Silicon oxycarbide-carbon hybrid nanofibers: a promising anode for ultralong-cycle lithium ion batteries with high rate capability

Abstract The practical application of silicon oxycarbide (SiOC) based electrodes has been restricted by poor rate performance and under capacity retention on account of sluggish electronic and ionic transport of the SiOC glass. To tackle this issue, we synthesized silicon oxycarbide-carbon hybrid nanofibers by using an economically efficient approach, which involves several steps: electrospinning the PAN nanofibers (PNFs), grafting polysiloxanes onto the PNFs and thermal conversion of the silicone/PNFs (SPNFs). The obtained 1D nanostructure endows the hybrids electrode with rapid electron transfer kinetics, robust structural stability, fast lithium ion conduction, and efficient electronic pathway.
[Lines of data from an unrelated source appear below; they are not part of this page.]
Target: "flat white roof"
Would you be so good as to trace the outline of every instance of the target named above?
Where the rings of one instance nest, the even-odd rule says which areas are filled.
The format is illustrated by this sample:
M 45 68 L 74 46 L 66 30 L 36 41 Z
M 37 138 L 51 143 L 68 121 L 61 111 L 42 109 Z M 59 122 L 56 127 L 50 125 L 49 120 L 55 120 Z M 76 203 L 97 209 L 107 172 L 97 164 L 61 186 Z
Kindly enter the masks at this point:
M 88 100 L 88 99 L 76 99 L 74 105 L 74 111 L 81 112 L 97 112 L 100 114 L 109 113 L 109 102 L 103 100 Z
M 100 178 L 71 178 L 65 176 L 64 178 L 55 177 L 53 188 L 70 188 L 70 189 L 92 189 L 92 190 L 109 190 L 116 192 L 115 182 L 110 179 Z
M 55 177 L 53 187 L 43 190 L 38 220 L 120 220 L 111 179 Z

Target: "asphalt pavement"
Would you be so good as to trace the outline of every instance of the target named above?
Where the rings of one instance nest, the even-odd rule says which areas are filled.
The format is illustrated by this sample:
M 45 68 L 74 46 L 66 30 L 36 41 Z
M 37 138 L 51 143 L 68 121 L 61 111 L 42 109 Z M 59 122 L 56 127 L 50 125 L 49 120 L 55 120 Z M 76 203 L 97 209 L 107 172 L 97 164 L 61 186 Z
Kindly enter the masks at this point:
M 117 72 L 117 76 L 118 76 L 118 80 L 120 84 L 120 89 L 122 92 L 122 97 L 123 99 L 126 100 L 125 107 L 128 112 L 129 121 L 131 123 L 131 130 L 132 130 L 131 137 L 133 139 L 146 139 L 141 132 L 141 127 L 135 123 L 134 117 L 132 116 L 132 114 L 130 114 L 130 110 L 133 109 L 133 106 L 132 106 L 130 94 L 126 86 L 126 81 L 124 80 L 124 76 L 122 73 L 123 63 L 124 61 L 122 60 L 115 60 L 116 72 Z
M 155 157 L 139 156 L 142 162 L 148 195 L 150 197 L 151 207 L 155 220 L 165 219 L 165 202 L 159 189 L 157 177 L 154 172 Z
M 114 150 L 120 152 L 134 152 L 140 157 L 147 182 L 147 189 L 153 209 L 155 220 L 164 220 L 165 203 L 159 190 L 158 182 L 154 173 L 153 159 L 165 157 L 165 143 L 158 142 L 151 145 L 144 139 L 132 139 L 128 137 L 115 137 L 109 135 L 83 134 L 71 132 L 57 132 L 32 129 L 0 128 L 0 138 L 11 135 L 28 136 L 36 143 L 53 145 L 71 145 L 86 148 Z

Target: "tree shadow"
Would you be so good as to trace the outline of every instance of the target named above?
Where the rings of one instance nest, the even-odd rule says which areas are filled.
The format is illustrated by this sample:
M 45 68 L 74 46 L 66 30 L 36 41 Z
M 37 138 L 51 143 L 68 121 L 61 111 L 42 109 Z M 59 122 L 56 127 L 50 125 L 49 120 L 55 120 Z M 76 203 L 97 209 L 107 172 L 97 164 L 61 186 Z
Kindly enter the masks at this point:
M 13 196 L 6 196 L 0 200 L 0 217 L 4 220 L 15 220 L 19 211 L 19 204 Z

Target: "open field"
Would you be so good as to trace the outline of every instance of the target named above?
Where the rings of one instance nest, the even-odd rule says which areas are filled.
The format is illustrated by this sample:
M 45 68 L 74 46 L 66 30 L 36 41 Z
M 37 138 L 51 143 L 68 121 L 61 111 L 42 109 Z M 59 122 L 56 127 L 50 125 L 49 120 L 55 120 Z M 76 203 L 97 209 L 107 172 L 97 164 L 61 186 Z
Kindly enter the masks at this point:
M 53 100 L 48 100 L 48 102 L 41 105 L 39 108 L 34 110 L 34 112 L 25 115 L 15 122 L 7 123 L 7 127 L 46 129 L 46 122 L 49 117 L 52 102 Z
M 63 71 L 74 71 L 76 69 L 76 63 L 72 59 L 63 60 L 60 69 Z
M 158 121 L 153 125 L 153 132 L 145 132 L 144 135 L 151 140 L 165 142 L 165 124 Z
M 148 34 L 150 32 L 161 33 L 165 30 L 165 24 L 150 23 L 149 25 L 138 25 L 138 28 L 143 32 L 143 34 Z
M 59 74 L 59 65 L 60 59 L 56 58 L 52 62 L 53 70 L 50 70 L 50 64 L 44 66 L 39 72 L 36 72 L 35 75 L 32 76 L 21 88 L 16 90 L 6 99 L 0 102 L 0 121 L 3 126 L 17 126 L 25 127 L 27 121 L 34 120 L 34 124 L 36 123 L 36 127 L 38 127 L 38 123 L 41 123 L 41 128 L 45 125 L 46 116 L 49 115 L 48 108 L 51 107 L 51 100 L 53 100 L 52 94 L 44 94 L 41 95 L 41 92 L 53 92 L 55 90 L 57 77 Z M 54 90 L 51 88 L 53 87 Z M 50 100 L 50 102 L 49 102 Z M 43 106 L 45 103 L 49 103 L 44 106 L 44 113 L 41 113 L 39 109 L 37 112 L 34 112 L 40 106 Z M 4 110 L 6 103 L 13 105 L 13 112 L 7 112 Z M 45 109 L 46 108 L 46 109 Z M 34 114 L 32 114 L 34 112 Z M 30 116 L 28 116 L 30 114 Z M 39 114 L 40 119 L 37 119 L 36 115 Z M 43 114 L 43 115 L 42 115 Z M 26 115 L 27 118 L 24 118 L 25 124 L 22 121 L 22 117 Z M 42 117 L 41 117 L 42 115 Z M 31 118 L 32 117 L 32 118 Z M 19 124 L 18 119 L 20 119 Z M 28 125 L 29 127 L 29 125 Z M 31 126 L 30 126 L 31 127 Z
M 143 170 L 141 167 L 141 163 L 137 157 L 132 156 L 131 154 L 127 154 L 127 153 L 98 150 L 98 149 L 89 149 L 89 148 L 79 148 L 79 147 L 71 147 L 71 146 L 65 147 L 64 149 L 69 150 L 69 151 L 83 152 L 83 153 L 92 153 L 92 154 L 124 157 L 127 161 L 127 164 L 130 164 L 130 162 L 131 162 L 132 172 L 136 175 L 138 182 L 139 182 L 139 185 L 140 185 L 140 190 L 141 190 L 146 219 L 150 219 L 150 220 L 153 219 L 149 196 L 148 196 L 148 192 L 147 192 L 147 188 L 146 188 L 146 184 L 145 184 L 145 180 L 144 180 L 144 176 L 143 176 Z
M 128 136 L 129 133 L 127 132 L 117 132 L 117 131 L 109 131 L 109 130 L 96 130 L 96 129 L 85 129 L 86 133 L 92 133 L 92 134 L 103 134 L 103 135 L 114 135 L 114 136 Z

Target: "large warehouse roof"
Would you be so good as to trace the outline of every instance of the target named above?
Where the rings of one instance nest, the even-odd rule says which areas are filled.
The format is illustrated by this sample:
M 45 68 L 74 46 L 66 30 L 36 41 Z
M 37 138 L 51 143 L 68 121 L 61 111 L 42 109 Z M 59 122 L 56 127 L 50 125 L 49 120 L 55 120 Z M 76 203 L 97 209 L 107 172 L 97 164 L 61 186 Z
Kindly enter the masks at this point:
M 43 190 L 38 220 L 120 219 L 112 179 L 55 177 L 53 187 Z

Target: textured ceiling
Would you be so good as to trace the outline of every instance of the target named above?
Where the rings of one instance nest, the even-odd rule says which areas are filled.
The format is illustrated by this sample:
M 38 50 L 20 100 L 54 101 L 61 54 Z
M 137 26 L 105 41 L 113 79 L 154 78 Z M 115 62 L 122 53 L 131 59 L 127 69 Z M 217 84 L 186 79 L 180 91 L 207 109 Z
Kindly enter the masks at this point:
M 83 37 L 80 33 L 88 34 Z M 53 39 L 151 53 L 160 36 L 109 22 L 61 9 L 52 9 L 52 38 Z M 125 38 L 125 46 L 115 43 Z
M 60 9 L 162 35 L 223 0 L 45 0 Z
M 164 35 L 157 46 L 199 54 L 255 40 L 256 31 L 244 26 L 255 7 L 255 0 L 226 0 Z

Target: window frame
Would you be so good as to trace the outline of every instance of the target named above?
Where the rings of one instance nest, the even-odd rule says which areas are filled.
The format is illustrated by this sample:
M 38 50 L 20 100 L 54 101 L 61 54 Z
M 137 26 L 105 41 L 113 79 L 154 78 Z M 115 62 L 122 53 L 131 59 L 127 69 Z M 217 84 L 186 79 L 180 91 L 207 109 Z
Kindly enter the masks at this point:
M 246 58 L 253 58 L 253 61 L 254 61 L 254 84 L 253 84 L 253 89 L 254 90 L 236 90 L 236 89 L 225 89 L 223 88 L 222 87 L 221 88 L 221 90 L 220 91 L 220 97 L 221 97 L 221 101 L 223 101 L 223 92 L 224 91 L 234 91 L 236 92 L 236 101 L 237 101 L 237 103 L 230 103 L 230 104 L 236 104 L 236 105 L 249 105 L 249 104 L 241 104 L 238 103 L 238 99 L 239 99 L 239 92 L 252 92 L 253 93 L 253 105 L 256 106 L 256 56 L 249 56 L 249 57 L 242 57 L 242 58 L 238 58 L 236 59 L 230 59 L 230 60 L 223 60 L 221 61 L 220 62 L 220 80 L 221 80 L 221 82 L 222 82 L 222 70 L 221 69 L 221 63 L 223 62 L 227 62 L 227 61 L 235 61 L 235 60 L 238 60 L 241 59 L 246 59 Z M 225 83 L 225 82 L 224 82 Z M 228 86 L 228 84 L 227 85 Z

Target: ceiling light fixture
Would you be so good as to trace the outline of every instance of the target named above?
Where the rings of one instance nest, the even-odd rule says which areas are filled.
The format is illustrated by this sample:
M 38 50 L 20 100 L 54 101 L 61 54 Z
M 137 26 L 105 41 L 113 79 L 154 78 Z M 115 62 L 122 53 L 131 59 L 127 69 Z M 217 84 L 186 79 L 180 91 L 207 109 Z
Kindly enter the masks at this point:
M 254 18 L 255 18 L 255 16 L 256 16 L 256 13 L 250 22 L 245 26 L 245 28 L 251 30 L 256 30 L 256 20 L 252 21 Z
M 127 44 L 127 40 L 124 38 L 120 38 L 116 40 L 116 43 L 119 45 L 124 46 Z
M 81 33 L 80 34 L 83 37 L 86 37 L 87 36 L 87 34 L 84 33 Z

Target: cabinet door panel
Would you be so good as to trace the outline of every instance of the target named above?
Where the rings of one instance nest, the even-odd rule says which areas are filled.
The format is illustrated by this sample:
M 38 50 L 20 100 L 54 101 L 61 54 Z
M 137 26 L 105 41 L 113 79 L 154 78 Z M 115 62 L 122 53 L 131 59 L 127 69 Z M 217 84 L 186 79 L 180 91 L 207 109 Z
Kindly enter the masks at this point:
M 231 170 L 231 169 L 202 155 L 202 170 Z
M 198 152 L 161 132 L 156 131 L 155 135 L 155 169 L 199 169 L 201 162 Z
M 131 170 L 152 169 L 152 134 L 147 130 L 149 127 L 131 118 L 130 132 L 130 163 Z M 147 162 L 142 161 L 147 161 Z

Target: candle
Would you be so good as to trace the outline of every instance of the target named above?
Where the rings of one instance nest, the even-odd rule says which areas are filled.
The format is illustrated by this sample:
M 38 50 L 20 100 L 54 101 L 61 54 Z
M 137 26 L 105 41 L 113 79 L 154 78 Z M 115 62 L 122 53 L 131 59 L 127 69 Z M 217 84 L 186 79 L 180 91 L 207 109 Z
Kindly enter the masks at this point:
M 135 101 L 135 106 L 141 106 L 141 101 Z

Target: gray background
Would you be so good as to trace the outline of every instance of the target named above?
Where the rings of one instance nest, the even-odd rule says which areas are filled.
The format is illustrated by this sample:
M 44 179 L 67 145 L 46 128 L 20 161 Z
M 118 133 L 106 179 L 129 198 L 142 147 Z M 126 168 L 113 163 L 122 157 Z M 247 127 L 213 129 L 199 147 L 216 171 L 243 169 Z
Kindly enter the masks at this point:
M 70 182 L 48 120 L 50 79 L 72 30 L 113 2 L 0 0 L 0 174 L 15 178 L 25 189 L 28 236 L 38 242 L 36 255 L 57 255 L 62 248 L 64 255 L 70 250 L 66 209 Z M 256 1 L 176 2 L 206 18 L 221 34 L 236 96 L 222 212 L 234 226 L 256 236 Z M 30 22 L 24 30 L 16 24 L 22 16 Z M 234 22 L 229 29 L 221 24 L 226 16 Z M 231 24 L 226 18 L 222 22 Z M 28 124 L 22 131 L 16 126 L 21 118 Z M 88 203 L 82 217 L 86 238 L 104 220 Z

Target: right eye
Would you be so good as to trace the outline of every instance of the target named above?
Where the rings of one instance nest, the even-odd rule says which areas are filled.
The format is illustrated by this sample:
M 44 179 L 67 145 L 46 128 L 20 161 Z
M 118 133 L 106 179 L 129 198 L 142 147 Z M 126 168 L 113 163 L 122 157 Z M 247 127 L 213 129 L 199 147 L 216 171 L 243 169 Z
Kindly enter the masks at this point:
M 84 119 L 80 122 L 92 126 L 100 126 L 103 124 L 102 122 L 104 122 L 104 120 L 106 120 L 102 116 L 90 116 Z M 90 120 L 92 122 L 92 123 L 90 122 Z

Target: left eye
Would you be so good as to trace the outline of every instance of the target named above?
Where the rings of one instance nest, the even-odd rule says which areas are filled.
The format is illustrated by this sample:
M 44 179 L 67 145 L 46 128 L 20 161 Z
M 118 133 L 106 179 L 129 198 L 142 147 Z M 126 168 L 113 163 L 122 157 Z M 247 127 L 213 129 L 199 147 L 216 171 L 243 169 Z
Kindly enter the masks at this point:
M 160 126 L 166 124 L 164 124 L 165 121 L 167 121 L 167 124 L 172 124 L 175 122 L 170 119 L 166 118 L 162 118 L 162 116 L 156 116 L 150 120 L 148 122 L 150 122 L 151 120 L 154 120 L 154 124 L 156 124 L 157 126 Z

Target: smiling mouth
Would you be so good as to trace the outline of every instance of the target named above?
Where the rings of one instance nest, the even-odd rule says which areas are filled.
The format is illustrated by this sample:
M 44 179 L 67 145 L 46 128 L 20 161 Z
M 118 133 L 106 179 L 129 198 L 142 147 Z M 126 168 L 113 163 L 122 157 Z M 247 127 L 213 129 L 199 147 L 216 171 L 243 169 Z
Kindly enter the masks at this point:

When tested as an active electrode material, the hybrids electrode delivers a reversible specific capacity of 715.8 mAh g-1 at 1C (1C = 372 mA g-1), excellent high rate performance (422.1 mAh g-1 at 20C) and outstanding capacity retention capability of 95.4% after 2000 cycles at 10C. The results well testify the potential application of silicon oxycarbide-carbon hybrid nanofibers anode for the next-generation lithium ion batteries.